When making the decision to prosecute, the prosecutor should give no weight to the personal or political advantages or disadvantages which might be involved. Standard 3-3.9 Discretion in the Charging Decision. If a prosecutor is consulting with a governor seeking approval for their decisions or for fear that they might get fired or because they are concerned with the political fallout of their decisions, that consultation is contrary to their sworn duties. Quite simply it should never happen.

The Saturday Night Massacre demonstrates that, with regard to the position of Attorney General, the Governor is wrong. The person holding the Office of Attorney General can, should, and in fact must, expect that once they are appointed as head of the Justice Department that they will be able to do “whatsoever they will in that department” to seek justice and represent the People. Their only guide is seeking justice. If their decisions are not to the liking of the politically elected officials, so be it. If they get fired, so be it. If they must resign to maintain the integrity of the office, so be it. They must do what justice and the law demands without regard to the consequences for them personally or the political consequences to elected officials.

The Saturday Night Massacre arose from the Watergate breaking which took place in June 1972. Archibald Cox was appointed as the special prosecutor on the case. He issued a subpoena to President Richard Nixon for the production of audio tapes from the Oval Office. Nixon refused to produce the tapes. On a Saturday night Nixon ordered Attorney General Elliot Richardson to fire Cox. Richardson resigned as U.S. Attorney General rather than obey Nixon’s order. Deputy Attorney General William Ruckelshaus also refused to fire Cox and he resigned. Sadly Robert Bork complied with the order and fired Cox and as history has demonstrated, attained infamy for doing so.

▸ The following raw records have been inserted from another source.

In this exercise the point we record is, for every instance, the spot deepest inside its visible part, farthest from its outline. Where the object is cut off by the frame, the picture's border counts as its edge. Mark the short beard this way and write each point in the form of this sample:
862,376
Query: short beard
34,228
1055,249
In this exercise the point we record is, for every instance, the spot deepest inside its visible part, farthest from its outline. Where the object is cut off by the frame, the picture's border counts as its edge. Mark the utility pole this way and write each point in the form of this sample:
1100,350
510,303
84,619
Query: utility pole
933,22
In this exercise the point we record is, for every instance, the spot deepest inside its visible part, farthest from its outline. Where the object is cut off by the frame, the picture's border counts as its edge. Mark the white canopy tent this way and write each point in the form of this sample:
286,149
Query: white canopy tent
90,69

Richardson and Ruckelshaus resigned because they had a duty of fidelity to justice and the law. Nixon’s order was in conflict with those duties as it undermined their independence. It did not matter that the Attorney General had the legal authority to fire Cox or that technically Nixon had the authority to give the order. The order was inconsistent with their obligations to justice, to the law, and with the standards of conduct that guide their work. Government officials often have the power to do something, to give an order, to control others conduct of their duties. That alone does not mean it is right to do it.

On a local level Soraya Diase-Coffelt, like Richardson, had no choice but to resign if as Attorney General she could not conduct the business of the Virgin Islands Justice Department independently seeking justice on behalf of the People of the Virgin Islands. The question now is will other Virgin Islands DOJ attorneys, if circumstances require it, follow in the footsteps of Richardson and Ruckelshaus or in the footsteps of Robert Bork?

Submitted by:

Paul Murphy

The views and opinions expressed are solely those of the author, and may not necessarily reflect the views and opinions of the staff and management of the VI Consortium.